The European Fund and Asset Management Association (EFAMA) has welcomed the decision by EU member states to move away from banning commissions on execution-only transactions.
EFAMA said the move would ensure retail investors still had access to direct distribution channels such as fund platforms – although it went on to suggest there was “much that still needs to be discussed and clarified”.
“There are currently a variety of tests envisioned, including inducement, quality enhancement, best interest, and suitability and appropriateness tests,” the trade body noted. “It is important that these tests work together effectively and do not create additional investment barriers.”
EFAMA also argued: “When it comes to value-for-money proposals, there are lingering concerns about how the European supervisory benchmarks would interact with peer group assessments conducted by companies. The value-for-money framework must ensure the data used for the supervisory benchmarks comes from the data used to conduct peer group assessments. As things stand, the risk is high that we end up with a complex, costly, and ineffective value-for-money framework.”

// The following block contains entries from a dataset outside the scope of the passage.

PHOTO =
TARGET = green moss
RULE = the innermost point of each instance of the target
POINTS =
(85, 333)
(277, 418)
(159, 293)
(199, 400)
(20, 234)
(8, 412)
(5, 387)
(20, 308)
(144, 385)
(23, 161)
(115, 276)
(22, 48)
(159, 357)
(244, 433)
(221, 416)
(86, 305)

The Retail Investment Strategy directive, which was first proposed in May last year by the European Commission, is intended to amend multiple aspects of existing legislation. Its aim, according to EY, is to “foster an environment conducive to increased participation of retail investors in capital markets in Europe”. This was to be done, EY explained, by increasing participation in EU capital markets, enhancing trust and confidence in those markets, helping retail investors achieve better outcomes, and contributing to the wider EU economy.
Retail participation
The European Commission has long held the level of retail participation in EU capital markets remains low compared with other advanced economies. In 2021, it noted the approximately 17% of EU household assets being held in financial securities was well below the amounts held by US households. For its part, EFAMA has argued European citizens would greatly benefit from putting more of their savings into capital markets.
“The forthcoming trialogue discussions present EU policymakers with an opportunity to refine the Retail Investment Strategy and avoid unnecessary complexity,” said Kimon Argyropoulos, regulatory policy adviser at EFAMA. “For example, having two separate systems each trying to define value-for-money would be a recipe for failure. Policymakers need to create a framework that is both effective and practical, minimising burdens for the industry while maximising benefits for retail investors.”
Once the new European Parliament is fully constituted, the Retail Investment Strategy will be discussed further by both bodies to reach a final agreement.